Plus récemment, j’ai fait les mêmes observations dans le contexte de cas réels de maltraitance animale impliquant par exemple Michael Vick. La réaction des gens à l’annonce de ce que faisait subir Vick à ses chiens fut unanime : tout le monde l’a condamné. Et ces réactions n’étaient pas seulement critiques : les gens étaient moralement indignés par sa conduite. Pourquoi ? La réponse est simple : il avait enfreint un principe moral que la majorité écrasante d’entre nous admet, et que nous regardons comme l’expression d’une vérité morale. Et eu égard à notre acceptation de ce principe, la logique et la rationalité exigent que nous comprenions parallèlement que rien ne distingue les actes d’un Michael Vick de ce que n’importe qui commet en imposant de la souffrance à un être sentient sans raison autre que celle du plaisir, du divertissement ou du confort.
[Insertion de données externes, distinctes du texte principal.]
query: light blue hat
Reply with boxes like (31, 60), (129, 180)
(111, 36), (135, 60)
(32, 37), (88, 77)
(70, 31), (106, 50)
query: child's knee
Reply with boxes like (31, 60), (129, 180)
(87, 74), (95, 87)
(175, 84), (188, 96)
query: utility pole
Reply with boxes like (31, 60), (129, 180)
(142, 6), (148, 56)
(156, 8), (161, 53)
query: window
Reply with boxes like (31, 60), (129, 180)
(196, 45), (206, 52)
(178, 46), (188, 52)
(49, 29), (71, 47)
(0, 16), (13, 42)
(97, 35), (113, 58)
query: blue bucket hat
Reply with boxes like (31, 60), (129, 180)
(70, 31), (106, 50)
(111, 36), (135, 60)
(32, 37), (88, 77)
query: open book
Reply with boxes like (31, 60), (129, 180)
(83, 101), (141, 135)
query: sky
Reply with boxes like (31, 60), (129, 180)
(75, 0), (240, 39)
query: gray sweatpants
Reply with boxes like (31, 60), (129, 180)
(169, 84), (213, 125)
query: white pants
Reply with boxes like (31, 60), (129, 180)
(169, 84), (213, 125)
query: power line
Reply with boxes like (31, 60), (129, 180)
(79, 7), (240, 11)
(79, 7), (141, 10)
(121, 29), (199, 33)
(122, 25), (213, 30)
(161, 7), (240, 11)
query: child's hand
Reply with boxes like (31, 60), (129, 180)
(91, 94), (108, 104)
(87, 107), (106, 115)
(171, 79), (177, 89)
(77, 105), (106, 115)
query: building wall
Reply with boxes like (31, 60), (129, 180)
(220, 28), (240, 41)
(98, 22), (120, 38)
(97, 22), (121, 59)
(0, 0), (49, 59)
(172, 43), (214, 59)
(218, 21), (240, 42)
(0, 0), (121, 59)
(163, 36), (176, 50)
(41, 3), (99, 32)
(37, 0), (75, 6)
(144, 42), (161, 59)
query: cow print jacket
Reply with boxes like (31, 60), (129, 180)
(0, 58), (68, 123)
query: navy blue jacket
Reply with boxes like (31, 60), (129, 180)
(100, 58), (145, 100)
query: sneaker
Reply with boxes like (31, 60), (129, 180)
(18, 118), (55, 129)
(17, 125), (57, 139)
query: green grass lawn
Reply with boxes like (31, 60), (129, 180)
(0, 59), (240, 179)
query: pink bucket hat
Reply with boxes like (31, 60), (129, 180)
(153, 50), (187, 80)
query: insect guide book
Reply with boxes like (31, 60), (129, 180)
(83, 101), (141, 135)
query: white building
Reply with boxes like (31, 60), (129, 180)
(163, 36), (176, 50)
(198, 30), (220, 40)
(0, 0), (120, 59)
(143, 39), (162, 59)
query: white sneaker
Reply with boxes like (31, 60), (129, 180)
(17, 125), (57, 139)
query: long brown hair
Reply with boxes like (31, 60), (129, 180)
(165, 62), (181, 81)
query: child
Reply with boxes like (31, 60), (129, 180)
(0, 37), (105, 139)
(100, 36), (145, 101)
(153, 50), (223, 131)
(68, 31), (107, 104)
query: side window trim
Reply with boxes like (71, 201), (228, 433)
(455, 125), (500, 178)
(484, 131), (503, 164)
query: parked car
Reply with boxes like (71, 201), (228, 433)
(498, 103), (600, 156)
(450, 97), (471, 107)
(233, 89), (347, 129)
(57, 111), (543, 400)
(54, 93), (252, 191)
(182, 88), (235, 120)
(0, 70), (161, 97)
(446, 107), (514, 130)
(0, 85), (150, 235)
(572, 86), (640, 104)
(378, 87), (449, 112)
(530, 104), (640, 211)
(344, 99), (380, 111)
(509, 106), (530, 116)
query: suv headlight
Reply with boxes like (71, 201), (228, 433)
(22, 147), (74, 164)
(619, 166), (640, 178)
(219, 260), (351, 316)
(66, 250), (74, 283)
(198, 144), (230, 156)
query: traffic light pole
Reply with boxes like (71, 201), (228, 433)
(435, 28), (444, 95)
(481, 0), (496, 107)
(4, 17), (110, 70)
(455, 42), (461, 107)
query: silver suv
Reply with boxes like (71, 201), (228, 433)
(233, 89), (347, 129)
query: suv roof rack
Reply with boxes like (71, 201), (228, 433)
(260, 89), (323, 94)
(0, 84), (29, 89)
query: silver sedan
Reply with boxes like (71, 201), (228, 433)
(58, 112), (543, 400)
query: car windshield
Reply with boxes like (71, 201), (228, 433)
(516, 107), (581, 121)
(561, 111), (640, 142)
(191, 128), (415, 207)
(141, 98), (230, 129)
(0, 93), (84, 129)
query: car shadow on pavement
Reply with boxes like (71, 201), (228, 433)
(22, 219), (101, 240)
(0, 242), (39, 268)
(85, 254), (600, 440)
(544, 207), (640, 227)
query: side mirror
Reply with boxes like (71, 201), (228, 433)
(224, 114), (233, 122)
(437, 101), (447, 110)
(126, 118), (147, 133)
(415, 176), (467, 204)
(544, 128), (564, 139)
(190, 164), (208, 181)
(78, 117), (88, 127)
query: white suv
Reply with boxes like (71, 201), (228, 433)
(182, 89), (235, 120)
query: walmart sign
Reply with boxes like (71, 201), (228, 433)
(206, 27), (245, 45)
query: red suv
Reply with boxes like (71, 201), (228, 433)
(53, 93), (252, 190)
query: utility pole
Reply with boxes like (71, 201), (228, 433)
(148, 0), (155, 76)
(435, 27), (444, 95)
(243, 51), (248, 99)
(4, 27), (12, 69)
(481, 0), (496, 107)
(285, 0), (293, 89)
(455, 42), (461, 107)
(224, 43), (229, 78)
Une telle prise de conscience exige que nous devenions végans et que nous travaillions à abolir toutes les formes d’utilisation des animaux.
Si vous pensez que la première prémisse est vraie concernant les chiens, si vous voulez agir moralement et avec respect envers ces animaux, et attendu qu’aucun de ces deux points ne ressort de la logique ou de la rationalité, le raisonnement analogique peut alors être utilisé pour vous démontrer qu’il n’y a aucune différence moralement pertinente entre d’une part les chiens que vous considérez comme des membres de la communauté morale, et d’autre part tous les autres animaux sentients nonhumains. C’est une question de logique seulement après qu’il y a eu acceptation du fait que les animaux, ou au moins certains d’entre eux, comptent sur le plan moral. Nous pouvons recourir à la logique et à la rationalité pour montrer que les réformes portant sur le bien-être des animaux, et plus généralement tout ce qui exige moins que l’abolition de leur exploitation, ne parviendront pas à nous décharger de nos obligations envers eux eu égard à leur importance morale.
Mais si nous n’admettons pas préalablement que les animaux ont une importance morale, alors l’argumentation portant sur la question de savoir si nous devons les utiliser, ou comment nous devons les traiter, qu’elle soit basée sur la théorie des droits, l’utilitarisme, l’éthique de la vertu ou quoi que ce soit d’autre, n’aura aucun sens.
Ainsi que j’en débats dans Introduction to Animal Rights, la notion d’égale valeur inhérente n’est en aucun cas mystérieuse ou métaphysique. C’est au contraire une notion logique relative aux conditions minimales pour l’inscription à la communauté morale, et elle exige que nous accordions aux animaux le droit moral de ne pas être traités comme des choses. C’est une autre manière de dire qu’elle réclame que nous abolissions l’exploitation animale. Mais si nous n’admettons pas en premier lieu que les animaux appartiennent à la communauté morale, ou si nous ne nous soucions pas d’agir moralement à leur égard, alors l’idée qu’ils ont une égale valeur inhérente ne sera pas d’une grande utilité.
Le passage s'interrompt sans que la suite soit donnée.